Dear power Pandas experts:
I'm trying to implement a function to flatten a column of a dataframe which has element of type list, I want for each row of the dataframe where the column has element of type list, all columns but the designated column to be flattened will be duplicated, while the designated column will have one of the value in the list.
The following illustrate my requirements:
input = DataFrame({'A': [1, 2], 'B': [['a', 'b'], 'c']})
A B
0 1 [a, b]
1 2 c
expected = DataFrame({'A': [1, 1, 2], 'B': ['a', 'b', 'c']}, index=[0, 0, 1])
A B
0 1 a
0 1 b
1 2 c
I feel that there might be an elegant solution/concept for it, but I'm struggling.
Here is my attempt, which does not work yet.
def flattenColumn(df, column):
'''column is a string of the column's name.
for each value of the column's element (which might be a list), duplicate the rest of columns at the correspdonding row with the (each) value.
'''
def duplicate_if_needed(row):
return concat([concat([row.drop(column, axis = 1), DataFrame({column: each})], axis = 1) for each in row[column][0]])
return df.groupby(df.index).transform(duplicate_if_needed)

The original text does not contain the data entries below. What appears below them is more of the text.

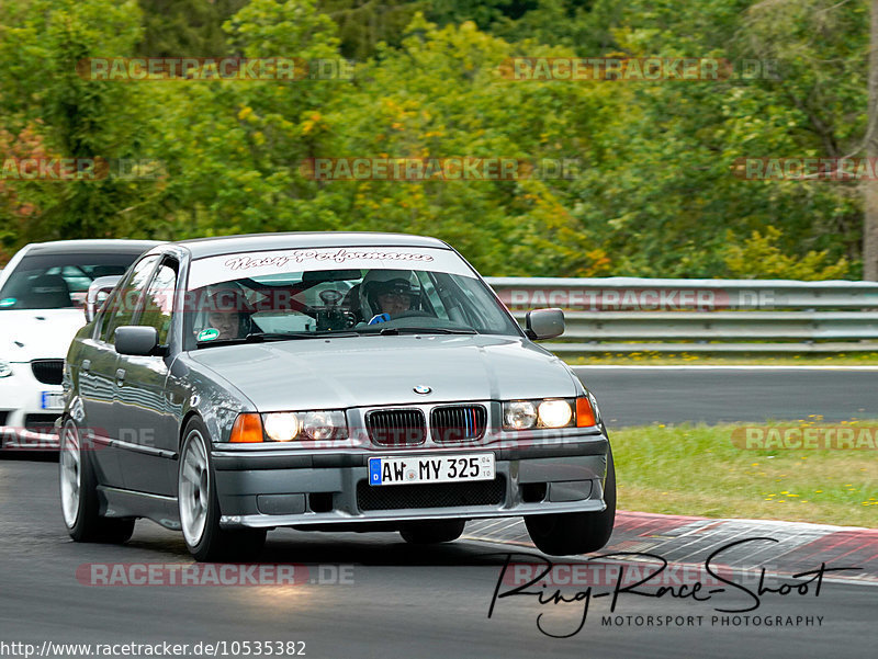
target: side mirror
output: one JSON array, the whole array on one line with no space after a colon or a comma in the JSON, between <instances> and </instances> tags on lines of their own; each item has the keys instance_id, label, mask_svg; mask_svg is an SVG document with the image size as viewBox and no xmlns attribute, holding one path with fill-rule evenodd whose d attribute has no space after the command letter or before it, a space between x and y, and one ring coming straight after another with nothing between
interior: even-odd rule
<instances>
[{"instance_id":1,"label":"side mirror","mask_svg":"<svg viewBox=\"0 0 878 659\"><path fill-rule=\"evenodd\" d=\"M101 305L106 300L106 296L116 287L121 279L121 276L105 276L98 277L91 282L89 291L86 293L86 322L94 320L98 309L101 308Z\"/></svg>"},{"instance_id":2,"label":"side mirror","mask_svg":"<svg viewBox=\"0 0 878 659\"><path fill-rule=\"evenodd\" d=\"M564 333L564 311L561 309L534 309L526 317L529 339L554 339Z\"/></svg>"},{"instance_id":3,"label":"side mirror","mask_svg":"<svg viewBox=\"0 0 878 659\"><path fill-rule=\"evenodd\" d=\"M158 345L158 331L154 327L126 325L117 327L114 336L119 354L146 357L161 352Z\"/></svg>"}]
</instances>

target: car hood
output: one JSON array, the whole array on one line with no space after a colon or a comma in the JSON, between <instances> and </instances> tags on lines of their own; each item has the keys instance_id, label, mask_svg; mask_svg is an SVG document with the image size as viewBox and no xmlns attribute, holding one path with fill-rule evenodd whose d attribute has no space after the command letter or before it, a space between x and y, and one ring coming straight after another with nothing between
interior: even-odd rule
<instances>
[{"instance_id":1,"label":"car hood","mask_svg":"<svg viewBox=\"0 0 878 659\"><path fill-rule=\"evenodd\" d=\"M572 397L554 355L513 337L349 337L226 345L189 353L259 411ZM430 387L428 395L414 387Z\"/></svg>"},{"instance_id":2,"label":"car hood","mask_svg":"<svg viewBox=\"0 0 878 659\"><path fill-rule=\"evenodd\" d=\"M63 360L83 325L82 309L0 311L0 359L9 362Z\"/></svg>"}]
</instances>

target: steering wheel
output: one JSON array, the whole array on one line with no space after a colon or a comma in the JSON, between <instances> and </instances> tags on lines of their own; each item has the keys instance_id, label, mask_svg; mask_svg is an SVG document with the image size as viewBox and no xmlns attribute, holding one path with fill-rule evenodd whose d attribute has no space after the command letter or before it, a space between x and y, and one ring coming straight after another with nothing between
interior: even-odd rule
<instances>
[{"instance_id":1,"label":"steering wheel","mask_svg":"<svg viewBox=\"0 0 878 659\"><path fill-rule=\"evenodd\" d=\"M320 291L319 298L323 304L327 307L335 307L338 303L341 302L341 298L345 297L344 294L335 291L334 288L327 288L326 291Z\"/></svg>"}]
</instances>

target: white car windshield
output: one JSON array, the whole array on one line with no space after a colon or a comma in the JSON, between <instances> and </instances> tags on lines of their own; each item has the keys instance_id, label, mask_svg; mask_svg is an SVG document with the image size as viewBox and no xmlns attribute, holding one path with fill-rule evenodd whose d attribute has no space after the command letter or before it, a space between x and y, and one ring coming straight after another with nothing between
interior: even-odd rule
<instances>
[{"instance_id":1,"label":"white car windshield","mask_svg":"<svg viewBox=\"0 0 878 659\"><path fill-rule=\"evenodd\" d=\"M0 289L0 310L81 307L91 282L123 275L137 254L25 255Z\"/></svg>"},{"instance_id":2,"label":"white car windshield","mask_svg":"<svg viewBox=\"0 0 878 659\"><path fill-rule=\"evenodd\" d=\"M286 250L201 259L190 270L185 306L193 311L185 315L187 334L199 346L327 332L520 336L489 288L449 250Z\"/></svg>"}]
</instances>

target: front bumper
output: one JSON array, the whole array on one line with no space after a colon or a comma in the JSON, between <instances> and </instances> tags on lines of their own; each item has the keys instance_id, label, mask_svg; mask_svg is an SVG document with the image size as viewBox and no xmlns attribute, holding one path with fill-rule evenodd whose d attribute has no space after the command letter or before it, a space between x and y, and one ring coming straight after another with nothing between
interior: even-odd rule
<instances>
[{"instance_id":1,"label":"front bumper","mask_svg":"<svg viewBox=\"0 0 878 659\"><path fill-rule=\"evenodd\" d=\"M30 363L15 362L12 370L12 375L0 378L0 448L57 451L54 423L64 408L44 408L43 394L63 394L61 386L37 380Z\"/></svg>"},{"instance_id":2,"label":"front bumper","mask_svg":"<svg viewBox=\"0 0 878 659\"><path fill-rule=\"evenodd\" d=\"M600 512L606 509L608 448L606 436L593 433L527 447L442 451L269 454L214 444L212 459L224 527L402 525L416 520ZM453 484L452 488L446 484L368 485L369 457L486 452L495 455L496 481ZM449 500L453 504L442 504Z\"/></svg>"}]
</instances>

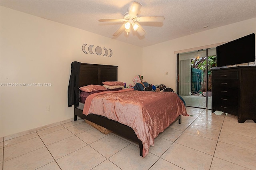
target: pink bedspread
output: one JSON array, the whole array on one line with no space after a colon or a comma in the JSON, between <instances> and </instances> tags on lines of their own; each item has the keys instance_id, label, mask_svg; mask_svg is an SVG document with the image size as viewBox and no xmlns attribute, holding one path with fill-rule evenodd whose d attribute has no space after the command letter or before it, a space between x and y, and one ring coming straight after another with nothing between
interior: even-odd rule
<instances>
[{"instance_id":1,"label":"pink bedspread","mask_svg":"<svg viewBox=\"0 0 256 170\"><path fill-rule=\"evenodd\" d=\"M143 145L143 157L154 139L180 115L187 114L178 95L170 92L125 89L90 95L83 113L93 113L131 127Z\"/></svg>"}]
</instances>

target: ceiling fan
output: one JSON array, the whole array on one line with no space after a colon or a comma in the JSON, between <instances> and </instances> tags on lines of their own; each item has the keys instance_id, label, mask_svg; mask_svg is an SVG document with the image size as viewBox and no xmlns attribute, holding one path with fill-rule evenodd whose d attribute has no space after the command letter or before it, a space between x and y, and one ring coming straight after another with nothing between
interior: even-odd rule
<instances>
[{"instance_id":1,"label":"ceiling fan","mask_svg":"<svg viewBox=\"0 0 256 170\"><path fill-rule=\"evenodd\" d=\"M145 30L138 22L162 22L164 20L163 16L138 16L138 14L142 5L137 2L134 2L132 6L128 8L128 12L124 15L122 19L101 19L100 22L125 22L114 33L113 36L119 34L121 32L125 30L127 34L130 32L131 27L137 31L140 36L143 36L146 34Z\"/></svg>"}]
</instances>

In recognition of alko's help, here is my trivial generalization of the solution to deal with more than 2 columns in a dataframe:
def flattenColumn(input, column):
'''
column is a string of the column's name.
for each value of the column's element (which might be a list),
duplicate the rest of columns at the corresponding row with the (each) value.
'''
column_flat = pandas.DataFrame(
[
[i, c_flattened]
for i, y in input[column].apply(list).iteritems()
for c_flattened in y
],
columns=['I', column]
)
column_flat = column_flat.set_index('I')
return (
input.drop(column, 1)
.merge(column_flat, left_index=True, right_index=True)
)
The only limitation at the moment is that the order of columns changed, the column flatten would be at the right most, not in its original position. It should be feasible to fix.
I guess easies way to flatten list of lists would be a pure python code, as this object type is not well suited for pandas or numpy. So you can do it with for example
>>> b_flat = pd.DataFrame([[i, x]
... for i, y in input['B'].apply(list).iteritems()
... for x in y], columns=list('IB'))
>>> b_flat = b_flat.set_index('I')
Having B column flattened, you can merge it back:
>>> input[['A']].merge(b_flat, left_index=True, right_index=True)
A B
0 1 a
0 1 b
1 2 c
[3 rows x 2 columns]
If you want the index to be recreated, as in your expected result, you can add .reset_index(drop=True)
to last command.